La théorie des contrats implicites fournit une explication alternative à la rigidité des salaires. L’idée est que les entreprises s’adapteraient aux évolutions conjoncturelles par les quantités en licenciant ou en embauchant de la main-d’œuvre et non à travers des variations de salaires. Dans ce sens, les salaires fluctueraient moins que les emplois. L’idée sous-jacente est que, pour les salariés, la constance salariale joue le rôle d’une assurance. Si en cas de phase haute de la conjoncture, le salaire ne suit pas l’évolution de la productivité, en phase basse, la rigidité des salaires à la baisse permet de conserver son pouvoir d’achat voire de l’augmenter par rapport aux personnes perdant leur emploi.

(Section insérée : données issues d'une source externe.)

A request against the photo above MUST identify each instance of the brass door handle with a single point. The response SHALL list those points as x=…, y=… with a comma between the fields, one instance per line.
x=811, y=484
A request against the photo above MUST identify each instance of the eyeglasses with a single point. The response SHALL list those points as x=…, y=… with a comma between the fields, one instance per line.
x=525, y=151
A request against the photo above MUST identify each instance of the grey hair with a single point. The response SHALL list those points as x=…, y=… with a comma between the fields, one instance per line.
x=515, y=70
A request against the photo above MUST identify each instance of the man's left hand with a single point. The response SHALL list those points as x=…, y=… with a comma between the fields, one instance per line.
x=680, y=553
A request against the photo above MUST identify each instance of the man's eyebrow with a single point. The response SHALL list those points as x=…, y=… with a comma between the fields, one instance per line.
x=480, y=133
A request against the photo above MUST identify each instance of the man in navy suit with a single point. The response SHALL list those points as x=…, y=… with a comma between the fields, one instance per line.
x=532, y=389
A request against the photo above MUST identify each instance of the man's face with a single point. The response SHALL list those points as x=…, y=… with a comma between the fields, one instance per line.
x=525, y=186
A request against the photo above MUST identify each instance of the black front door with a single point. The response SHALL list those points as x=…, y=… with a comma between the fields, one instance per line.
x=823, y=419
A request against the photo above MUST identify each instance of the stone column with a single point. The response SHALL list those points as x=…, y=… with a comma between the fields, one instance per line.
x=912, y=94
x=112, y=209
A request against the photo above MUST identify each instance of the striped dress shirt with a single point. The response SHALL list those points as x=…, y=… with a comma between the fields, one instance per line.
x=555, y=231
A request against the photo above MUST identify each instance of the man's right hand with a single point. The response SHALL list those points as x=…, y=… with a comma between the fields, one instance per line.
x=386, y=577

Assar Linbeck et Dennis Snower ont élaboré la théorie insider/outsider qui permet d’apporter une autre explication à l’écart entre le salaire concurrentiel et le salaire observé sur le marché du travail. L’idée est que l’embauche d’un salarié s’accompagne de coûts de formation, de coûts potentiels en cas de licenciement, etc. L’ampleur de ces coûts octroie des marges de négociation aux salariés qui leur permettent de demander un salaire plus élevé que le salaire concurrentiel. Les insiders se trouvent en situation monopolistique qui permet la stabilité de ce déséquilibre à l’origine du chômage. L’étude du déséquilibre a donné lieu à l’émergence d’un courant de recherche spécifique.

2.4. La théorie du déséquilibre

Robert Clower, Axel Leijonhufvud, Edmond Malinvaud et Jean-Pascal Benassy ont cherché à réaliser une synthèse entre les théories néoclassiques et keynésiennes. Ils étudient simultanément l’équilibre sur le marché des biens et le marché du travail. L’idée est que dans une économie à prix fixes, les conséquences d’un déséquilibre sur un marché se reporteront sur les autres marchés. Un chômeur réduira sa consommation de biens et services par exemple. Lorsque l’offre de biens est inférieure à la demande de biens et que simultanément l’offre de travail est supérieure à la demande de travail, on se retrouvera en situation de chômage classique. Si, dans les mêmes circonstances, c’est la demande de biens qui est supérieure à l’offre de biens, le chômage sera keynésien. Des changements institutionnels et/ou conjoncturels peuvent entraîner le passage d’un type de chômage à un autre. Le rôle des institutions économiques et sociales est donc primordial pour analyser les situations sur le marché du travail.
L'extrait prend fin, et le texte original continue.